Blending technology and storytelling techniques, the Year 4 and 5 students worked alongside Dr Jennifer Masters to capture the idiosyncrasies of island life.
“[King Island] is rather a magical place”, Masters, from the University of Tasmania, shares.
“And something that impressed me about the children there is that they have all this knowledge and understanding that they take for granted, but everybody else would find it really unusual.
“So by them each telling their little piece of the story, we have built together a collection of stories; it’s like a jigsaw of pieces that put together what life on King Island is like.”
What began as a literacy project soon morphed into a special bonding experience, where children began to ponder their connection to ‘home’ and their community.

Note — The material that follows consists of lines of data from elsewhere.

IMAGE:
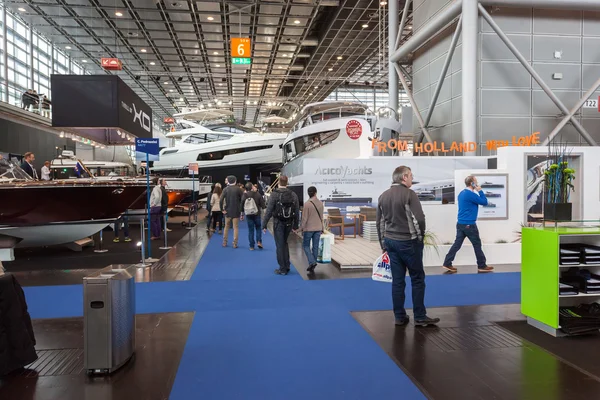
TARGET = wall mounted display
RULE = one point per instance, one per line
(347, 184)
(495, 187)
(534, 196)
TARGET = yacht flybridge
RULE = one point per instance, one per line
(219, 148)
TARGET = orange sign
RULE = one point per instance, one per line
(111, 64)
(241, 47)
(457, 147)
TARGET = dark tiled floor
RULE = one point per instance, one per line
(69, 268)
(58, 374)
(469, 356)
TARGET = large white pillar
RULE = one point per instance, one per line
(392, 75)
(470, 32)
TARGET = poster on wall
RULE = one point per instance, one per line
(351, 184)
(495, 188)
(534, 201)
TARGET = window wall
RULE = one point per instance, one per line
(374, 98)
(31, 60)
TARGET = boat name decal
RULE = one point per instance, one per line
(344, 171)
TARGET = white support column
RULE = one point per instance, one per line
(4, 55)
(470, 15)
(392, 75)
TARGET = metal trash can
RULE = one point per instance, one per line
(109, 318)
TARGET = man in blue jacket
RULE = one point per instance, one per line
(469, 201)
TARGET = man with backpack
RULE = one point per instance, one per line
(252, 203)
(284, 208)
(230, 203)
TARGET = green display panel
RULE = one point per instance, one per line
(238, 60)
(540, 275)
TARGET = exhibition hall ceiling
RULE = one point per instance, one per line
(176, 54)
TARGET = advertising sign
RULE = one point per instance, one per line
(135, 115)
(349, 184)
(354, 129)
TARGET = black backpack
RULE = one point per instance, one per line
(285, 207)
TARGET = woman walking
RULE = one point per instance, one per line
(215, 208)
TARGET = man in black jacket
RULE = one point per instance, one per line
(251, 205)
(401, 228)
(284, 208)
(164, 205)
(230, 205)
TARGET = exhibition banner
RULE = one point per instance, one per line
(351, 183)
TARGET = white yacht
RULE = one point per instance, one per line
(220, 149)
(334, 130)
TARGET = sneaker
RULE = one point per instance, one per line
(426, 321)
(450, 269)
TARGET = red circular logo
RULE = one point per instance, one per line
(354, 129)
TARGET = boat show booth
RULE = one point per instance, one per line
(512, 181)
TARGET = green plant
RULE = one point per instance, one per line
(558, 177)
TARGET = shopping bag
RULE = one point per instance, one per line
(382, 269)
(324, 249)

The art of digital storytelling worked wonders, Masters says.
“There’s quite a bit of research about the sense of place, the idea that we all belong somewhere…
“A lot of these children will go away from the island, but by establishing a really strong connection to the place they then talk to other people about it and promote the environment…”
While initially students didn’t feel their tales of island life were particularly quirky, they soon understood their significance once they hit the public realm.
One story titled ‘A day at the races’ was shared online by King Island Racing Club. Racing Australia quickly followed suit.
“She was saying ‘oh, all these people are looking at my work!’ and I said ‘yeah, you’ve gone viral!” Masters laughs.
“I soon realised that this is a different sort of literacy … because they were using voiceover and connecting image with text and thinking about expression and performance – it was just completely different,” she adds.
The school is now looking to connect with other remote schools around the globe via Google Earth to share their digital resources and compare lifestyles.
“Knowing there are other children in similar sort of environments, all different environments, is quite cool,” Masters says.